Drowning In Veronica Lake

Holden Street Theatres
9 March 2012

Veronica Lake was a silver screen blonde bombshell from the 1940s who thought she was much better screen actress than did the critics of the day.  Drowning in Veronica Lake is essentially a biography of her life told through her own eyes, and it is played by a solo actress.  It charts her rise from anonymity – with a pushy and manipulative mother at her side who sees Veronica as her meal ticket and entrée to a finer life – to Hollywood celebrity stardom and then into penniless obscurity after the big studios had used her up.

When the audience enters the theatre, Veronica Lake (played compellingly by Alex Ellis) is already on stage with her back to the audience.  She is dressed in an antique-white gown with a skirt that comprises dozens of square metres of fabric that covers most of the stage.  She looks as if she has been poured (‘by Paramount’) into it.  She seems as if she standing in the middle of, and is one with, a lake of white water.  It looks striking, and it is a powerful metaphor for the confines and restrictions she experiences in life, but it also means that the actress is almost completely unable to move, and this is a weakness of the play. 
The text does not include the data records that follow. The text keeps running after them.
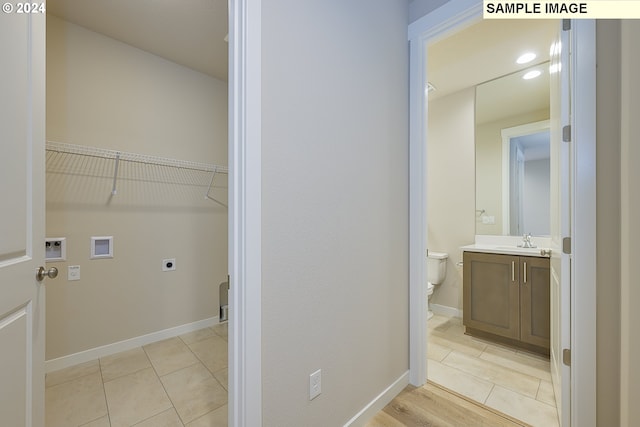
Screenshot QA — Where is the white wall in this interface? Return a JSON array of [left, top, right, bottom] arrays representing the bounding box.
[[427, 88, 476, 310], [523, 158, 551, 236], [46, 15, 227, 360], [261, 0, 409, 427]]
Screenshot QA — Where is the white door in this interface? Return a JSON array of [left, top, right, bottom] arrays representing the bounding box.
[[0, 8, 45, 427], [550, 23, 574, 427]]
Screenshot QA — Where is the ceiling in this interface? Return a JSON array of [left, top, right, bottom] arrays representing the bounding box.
[[427, 20, 559, 107], [47, 0, 228, 81]]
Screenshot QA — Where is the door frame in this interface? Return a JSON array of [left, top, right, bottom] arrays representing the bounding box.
[[228, 0, 262, 427], [408, 0, 596, 427]]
Because the actress is so static there is a great deal of emphasis on lighting changes to indicate shifts in characterisation, time and space.  Ellis works very hard to inject interest into her voice, but the first half hour of the performance inextricably becomes tiresome, by no fault of her own.  There is only so much you can do when you are fixed virtually to one spot and the narrative is exclusively biographical.

However when the text begins to focus on Lake’s downward slide into her own alcohol-fuelled personal hell she claws at her skirt to reveal a bottle of booze and falls and stumbles to reach it. Here the play enters a new dimension, becomes much more interesting, and Ellis’s considerable skills become truly apparent.